Toutefois la communication de certains éléments peut être omise dans les cas où elle ferait obstacle à l'application des lois, serait contraire à l'intérêt public, porterait préjudice aux intérêts commerciaux légitimes d'entreprises publiques ou privées ou pourrait nuire à une concurrence loyale entre celles-ci."

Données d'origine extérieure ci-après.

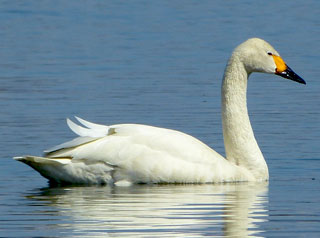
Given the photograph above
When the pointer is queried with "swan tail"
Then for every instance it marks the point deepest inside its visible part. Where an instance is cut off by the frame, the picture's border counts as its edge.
(87, 133)
(64, 171)
(47, 167)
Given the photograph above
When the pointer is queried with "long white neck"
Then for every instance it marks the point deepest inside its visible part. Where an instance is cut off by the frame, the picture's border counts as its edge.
(240, 144)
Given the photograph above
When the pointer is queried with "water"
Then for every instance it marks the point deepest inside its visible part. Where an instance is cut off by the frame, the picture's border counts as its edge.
(158, 63)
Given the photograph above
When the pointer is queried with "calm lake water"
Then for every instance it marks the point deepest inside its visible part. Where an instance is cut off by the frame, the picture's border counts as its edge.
(157, 63)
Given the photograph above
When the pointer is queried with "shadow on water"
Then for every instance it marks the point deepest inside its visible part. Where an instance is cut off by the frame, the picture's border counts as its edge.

(19) L'un des aspects conflictuels dans cette affaire semble être le fait de savoir si, et dans quelle mesure, EC-SYSTRAN a été développé, avant 2004, par la Commission sans la coopération de SYSTRAN ou des sociétés du groupe SYSTRAN. Au vu de ses conclusions aux points 2.4 et 3.4 de la présente décision, le Médiateur ne juge pas opportun d'aborder cette question dans la présente décision.

(20) Voir Affaire T-203/97 Forvass/Commission Recueil 1999, p. FP-IA-129 et II-705; Affaire T-199/01 G/Commission Recueil 2002, p. FP-IA-207 et FP-II-1085, point 38; Affaire T-347/03 Branco/Commission, Recueil 2005, p. II-2555, point 102.